Ground ginger is also used for cooking and mixing into your favorite dish recipes, soup, and dessert. It amps up the flavor of your sauces, stews, marinades, and curries. Dishes like Pesang Isda ( Fish in Ginger Soup), and Tinolang Manok (Filipino Ginger-Garlic Chicken Soup) are among the many comforting Filipino foods that incorporate ginger into dishes. Ginger juice is also a common ingredient in many Asian recipes and is usually traditional dishes such as ginger beef or cashew chicken. Start experimenting with your favorite marinades by applying a little ginger juice to the seasoning.

Ginger Root Tea & Ginger Root Water

The best cure for a queasy stomach or a long, exhausting day is a good cup of ginger root tea or ginger water. Best of all, using fresh ginger makes it easy to prepare both of these beverages right out of the comfort of your kitchen.

Simply prepare the fresh ginger root by peeling and slicing it into thin strips, which will help you create a more flavorful ginger tea. Add the ginger slices to the water and boil for 10-30 minutes, depending on how strong you want it. Remove from the heat, strain, and add honey, lemon or lime juice to taste. You can either enjoy your ginger tea hot or cold, depending on your personal preference.

Tip: You can add lots of fresh ginger and simmer it for a long time to bring out the flavor and create the perfect healing ginger tea.

The benefits of ginger water and ginger tea include soothing the body, calming the stomach, and relieving nausea. To maximize the health benefits, you can drink one to three cups daily.

Ginger Root Juice

One of the simplest ways of incorporating your daily dose of ginger is by juicing it. You can achieve this by using a juicer to get the ginger extracts quickly or by manually peeling and grating a knob of ginger, then using a cheesecloth to squeeze out the juice.

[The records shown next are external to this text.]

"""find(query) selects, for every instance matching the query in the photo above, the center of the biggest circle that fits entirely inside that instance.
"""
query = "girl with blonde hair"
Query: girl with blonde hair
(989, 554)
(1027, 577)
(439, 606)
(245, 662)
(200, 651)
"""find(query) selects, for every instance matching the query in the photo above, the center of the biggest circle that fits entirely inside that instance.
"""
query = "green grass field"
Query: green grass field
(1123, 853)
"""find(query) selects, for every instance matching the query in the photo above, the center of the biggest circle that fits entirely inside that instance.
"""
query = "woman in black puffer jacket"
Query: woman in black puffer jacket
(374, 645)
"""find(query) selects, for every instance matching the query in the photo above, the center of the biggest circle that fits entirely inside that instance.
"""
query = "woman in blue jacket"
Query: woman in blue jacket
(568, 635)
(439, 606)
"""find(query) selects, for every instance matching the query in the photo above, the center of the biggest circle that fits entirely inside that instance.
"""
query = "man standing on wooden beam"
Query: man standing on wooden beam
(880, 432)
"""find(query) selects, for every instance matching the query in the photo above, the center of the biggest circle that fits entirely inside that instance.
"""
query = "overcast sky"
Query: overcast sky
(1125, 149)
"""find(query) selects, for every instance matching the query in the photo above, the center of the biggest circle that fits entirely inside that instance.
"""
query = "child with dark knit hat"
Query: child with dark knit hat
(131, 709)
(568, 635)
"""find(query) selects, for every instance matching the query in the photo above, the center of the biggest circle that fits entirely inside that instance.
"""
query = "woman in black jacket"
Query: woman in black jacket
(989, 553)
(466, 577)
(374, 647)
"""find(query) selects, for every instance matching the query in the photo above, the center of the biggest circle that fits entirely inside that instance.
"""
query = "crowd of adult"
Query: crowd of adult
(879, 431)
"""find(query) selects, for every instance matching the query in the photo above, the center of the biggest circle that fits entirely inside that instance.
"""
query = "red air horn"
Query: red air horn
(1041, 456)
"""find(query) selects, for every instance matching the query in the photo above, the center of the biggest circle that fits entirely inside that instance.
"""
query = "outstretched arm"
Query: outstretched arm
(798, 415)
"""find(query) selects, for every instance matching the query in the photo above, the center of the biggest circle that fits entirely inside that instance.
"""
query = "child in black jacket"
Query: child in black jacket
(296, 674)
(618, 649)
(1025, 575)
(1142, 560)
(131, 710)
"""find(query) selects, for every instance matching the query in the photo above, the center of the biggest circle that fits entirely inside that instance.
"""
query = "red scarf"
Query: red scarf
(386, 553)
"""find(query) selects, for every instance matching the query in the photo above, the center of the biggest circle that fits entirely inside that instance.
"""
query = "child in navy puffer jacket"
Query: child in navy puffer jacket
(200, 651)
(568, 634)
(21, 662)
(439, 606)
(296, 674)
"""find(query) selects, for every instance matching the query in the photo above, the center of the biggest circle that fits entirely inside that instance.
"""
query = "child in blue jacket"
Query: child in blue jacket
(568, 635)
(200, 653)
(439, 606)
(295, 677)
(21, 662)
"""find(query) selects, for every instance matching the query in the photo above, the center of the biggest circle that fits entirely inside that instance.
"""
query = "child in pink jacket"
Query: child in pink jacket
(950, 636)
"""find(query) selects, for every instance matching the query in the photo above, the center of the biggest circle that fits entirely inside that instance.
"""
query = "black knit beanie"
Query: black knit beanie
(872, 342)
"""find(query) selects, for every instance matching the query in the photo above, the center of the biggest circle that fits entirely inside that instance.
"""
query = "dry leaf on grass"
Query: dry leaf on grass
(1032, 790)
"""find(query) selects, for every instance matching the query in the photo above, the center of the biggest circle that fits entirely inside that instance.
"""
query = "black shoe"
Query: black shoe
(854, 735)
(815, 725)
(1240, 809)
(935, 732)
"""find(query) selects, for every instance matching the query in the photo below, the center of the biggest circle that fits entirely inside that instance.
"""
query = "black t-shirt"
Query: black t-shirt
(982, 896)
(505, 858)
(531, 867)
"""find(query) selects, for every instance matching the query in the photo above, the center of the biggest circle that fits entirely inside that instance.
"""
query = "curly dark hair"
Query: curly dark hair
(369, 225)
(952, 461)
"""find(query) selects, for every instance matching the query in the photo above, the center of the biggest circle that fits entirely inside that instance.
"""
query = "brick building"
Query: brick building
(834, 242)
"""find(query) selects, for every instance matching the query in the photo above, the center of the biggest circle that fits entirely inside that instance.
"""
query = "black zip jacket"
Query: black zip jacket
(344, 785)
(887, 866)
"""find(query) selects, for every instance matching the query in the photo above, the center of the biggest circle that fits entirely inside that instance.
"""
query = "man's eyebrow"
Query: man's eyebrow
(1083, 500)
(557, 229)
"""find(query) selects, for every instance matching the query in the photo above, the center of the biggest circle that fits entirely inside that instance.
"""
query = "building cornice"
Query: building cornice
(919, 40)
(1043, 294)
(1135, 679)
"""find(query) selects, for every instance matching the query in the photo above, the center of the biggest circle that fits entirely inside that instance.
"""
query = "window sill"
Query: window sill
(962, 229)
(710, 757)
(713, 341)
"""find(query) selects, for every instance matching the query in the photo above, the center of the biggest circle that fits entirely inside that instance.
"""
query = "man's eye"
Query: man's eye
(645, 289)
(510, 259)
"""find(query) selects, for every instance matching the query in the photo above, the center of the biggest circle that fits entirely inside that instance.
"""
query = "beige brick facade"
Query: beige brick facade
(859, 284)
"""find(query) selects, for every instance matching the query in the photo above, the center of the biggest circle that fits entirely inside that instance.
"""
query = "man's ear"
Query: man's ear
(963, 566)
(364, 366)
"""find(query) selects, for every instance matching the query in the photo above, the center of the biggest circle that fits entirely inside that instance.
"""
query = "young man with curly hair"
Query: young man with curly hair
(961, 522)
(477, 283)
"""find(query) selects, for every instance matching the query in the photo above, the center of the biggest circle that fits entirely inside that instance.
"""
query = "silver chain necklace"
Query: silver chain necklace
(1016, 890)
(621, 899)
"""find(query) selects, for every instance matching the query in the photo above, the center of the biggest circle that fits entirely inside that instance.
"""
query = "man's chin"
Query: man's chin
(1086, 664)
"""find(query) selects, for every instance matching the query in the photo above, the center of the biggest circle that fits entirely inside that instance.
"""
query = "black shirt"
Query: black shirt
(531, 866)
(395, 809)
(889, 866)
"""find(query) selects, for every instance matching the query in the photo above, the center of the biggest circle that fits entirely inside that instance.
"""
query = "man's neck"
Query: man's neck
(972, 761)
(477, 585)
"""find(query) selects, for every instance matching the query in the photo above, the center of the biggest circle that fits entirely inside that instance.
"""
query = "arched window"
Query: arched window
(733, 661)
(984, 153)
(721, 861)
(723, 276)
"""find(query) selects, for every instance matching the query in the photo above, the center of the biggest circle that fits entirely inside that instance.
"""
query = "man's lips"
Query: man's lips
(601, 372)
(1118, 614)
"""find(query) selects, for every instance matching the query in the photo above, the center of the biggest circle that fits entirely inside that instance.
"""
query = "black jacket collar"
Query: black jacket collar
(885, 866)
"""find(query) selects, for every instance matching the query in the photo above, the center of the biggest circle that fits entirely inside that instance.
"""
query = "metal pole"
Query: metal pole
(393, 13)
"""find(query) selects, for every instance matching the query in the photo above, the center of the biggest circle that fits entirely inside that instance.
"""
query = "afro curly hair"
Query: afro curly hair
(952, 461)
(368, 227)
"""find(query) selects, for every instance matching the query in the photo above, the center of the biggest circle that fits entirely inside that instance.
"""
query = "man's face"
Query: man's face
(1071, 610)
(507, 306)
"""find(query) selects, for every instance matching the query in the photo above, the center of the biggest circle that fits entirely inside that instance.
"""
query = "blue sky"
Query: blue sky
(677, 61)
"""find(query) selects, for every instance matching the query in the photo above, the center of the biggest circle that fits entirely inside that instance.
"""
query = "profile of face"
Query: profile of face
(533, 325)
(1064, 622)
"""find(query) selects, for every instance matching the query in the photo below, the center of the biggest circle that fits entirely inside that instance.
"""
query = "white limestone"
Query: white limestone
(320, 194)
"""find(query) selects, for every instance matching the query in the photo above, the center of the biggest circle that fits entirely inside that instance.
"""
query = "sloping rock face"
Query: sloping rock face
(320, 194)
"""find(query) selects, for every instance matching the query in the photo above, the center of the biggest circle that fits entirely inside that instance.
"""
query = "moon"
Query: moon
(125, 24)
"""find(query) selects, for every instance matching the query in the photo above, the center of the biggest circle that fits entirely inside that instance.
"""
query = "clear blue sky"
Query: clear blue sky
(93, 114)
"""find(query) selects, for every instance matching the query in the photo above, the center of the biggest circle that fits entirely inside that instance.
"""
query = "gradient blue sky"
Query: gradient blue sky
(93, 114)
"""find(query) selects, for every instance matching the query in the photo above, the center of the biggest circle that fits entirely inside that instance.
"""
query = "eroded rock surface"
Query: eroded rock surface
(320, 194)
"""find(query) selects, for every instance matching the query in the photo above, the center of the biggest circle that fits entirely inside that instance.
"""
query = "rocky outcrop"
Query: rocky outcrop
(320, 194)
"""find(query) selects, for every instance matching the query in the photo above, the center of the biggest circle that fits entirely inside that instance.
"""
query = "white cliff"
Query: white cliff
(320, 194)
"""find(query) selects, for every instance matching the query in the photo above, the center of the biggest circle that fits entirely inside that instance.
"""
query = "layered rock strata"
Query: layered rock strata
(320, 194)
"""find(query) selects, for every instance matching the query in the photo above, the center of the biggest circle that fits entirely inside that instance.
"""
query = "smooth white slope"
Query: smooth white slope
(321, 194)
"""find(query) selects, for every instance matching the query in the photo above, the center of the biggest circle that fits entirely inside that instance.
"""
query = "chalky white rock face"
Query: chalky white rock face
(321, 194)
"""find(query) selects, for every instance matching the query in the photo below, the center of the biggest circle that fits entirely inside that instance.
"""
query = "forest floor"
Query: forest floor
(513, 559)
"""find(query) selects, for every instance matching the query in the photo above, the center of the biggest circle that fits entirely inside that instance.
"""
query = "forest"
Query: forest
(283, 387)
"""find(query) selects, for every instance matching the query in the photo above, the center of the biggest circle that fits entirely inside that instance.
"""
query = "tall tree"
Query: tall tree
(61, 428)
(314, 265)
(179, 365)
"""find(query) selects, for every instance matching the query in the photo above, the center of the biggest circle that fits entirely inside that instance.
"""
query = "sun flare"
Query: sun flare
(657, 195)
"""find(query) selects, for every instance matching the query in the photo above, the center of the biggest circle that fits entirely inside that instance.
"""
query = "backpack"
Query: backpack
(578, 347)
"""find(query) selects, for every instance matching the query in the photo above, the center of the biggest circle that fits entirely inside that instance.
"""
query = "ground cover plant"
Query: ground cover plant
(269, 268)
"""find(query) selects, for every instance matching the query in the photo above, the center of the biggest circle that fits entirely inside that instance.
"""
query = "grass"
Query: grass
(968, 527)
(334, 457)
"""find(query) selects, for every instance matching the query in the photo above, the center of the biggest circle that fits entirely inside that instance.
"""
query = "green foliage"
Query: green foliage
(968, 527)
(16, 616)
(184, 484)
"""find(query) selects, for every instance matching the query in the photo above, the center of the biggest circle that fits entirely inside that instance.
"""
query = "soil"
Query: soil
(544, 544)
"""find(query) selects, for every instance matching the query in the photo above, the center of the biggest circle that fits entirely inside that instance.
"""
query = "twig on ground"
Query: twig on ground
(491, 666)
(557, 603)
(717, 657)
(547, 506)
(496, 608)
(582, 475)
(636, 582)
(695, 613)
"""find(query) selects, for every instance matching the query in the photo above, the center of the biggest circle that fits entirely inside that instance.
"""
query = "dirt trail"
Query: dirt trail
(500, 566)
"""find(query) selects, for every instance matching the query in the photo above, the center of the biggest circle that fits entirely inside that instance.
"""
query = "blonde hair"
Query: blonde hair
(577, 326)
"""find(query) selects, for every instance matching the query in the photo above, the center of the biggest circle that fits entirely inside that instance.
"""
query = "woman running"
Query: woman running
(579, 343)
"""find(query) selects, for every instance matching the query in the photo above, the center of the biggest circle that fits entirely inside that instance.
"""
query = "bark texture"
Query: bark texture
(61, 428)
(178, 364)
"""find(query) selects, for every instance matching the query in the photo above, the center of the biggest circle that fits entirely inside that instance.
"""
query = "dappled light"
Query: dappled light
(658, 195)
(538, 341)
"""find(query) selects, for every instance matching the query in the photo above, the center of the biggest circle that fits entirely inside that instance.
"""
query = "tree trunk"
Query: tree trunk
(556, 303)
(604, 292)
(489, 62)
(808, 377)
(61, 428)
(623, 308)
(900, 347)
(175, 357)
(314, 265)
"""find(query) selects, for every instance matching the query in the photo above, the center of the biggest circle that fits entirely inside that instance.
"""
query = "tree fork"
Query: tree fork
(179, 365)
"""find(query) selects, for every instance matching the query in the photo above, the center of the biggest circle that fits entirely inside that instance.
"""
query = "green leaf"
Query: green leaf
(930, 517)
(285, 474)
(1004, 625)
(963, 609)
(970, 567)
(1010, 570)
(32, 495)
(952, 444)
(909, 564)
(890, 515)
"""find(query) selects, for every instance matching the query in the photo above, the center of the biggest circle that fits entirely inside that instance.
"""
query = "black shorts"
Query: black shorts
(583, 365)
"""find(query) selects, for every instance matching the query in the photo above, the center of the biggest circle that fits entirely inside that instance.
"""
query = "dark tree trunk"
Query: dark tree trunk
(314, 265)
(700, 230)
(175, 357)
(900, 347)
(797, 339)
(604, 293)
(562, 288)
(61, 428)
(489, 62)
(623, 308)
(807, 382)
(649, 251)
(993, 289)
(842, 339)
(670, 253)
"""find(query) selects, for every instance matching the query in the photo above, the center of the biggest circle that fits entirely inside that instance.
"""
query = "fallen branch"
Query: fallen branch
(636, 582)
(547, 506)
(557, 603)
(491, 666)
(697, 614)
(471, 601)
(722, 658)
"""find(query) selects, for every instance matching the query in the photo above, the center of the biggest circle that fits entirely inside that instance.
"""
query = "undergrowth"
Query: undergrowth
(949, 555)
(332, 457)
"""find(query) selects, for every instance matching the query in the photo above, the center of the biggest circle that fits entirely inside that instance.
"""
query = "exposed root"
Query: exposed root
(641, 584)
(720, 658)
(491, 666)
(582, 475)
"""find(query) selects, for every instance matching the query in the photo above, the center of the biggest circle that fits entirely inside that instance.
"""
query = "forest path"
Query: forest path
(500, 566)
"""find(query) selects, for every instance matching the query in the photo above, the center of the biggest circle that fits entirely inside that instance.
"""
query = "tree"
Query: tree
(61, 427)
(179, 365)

You can drink your ginger shot straight or mix it with different types of vegetable or fruit juices to get a surge of extra nutrients and spice up your drink. For instance, Recipes like the Indonesian turmeric and ginger health tonic, are great for supplying your diet with the minerals and vitamins that you need to boost your immune system and promote a healthier lifestyle. You can make your Indonesian turmeric and ginger juice, otherwise known as Jamu Juice, by placing the clean and peeled 125g of fresh turmeric, 20g of fresh ginger root, and 4 cups of water blender. Mix until the mixture is smooth. Put the mixture into the saucepan and simmer for 20 minutes. Remove from the heat and strain through a fine sieve. You can add honey, lime juice, and black pepper to taste.

Tip: Vegetables and fruits that pair well with ginger in juices include carrots, oranges, pineapple, apples, and grapefruit.

Note: Fresh turmeric can stain everything, so make sure to wash your equipment immediately and thoroughly.

The bottom line: Ginger is a great way to incorporate in any anti-inflammatory diet plan. It will last up to three weeks in the fridge unpeels and much longer in the freezer, either unpeeled or peeled.

Start using ginger for seasoning your recipes while enjoying its maximum benefits!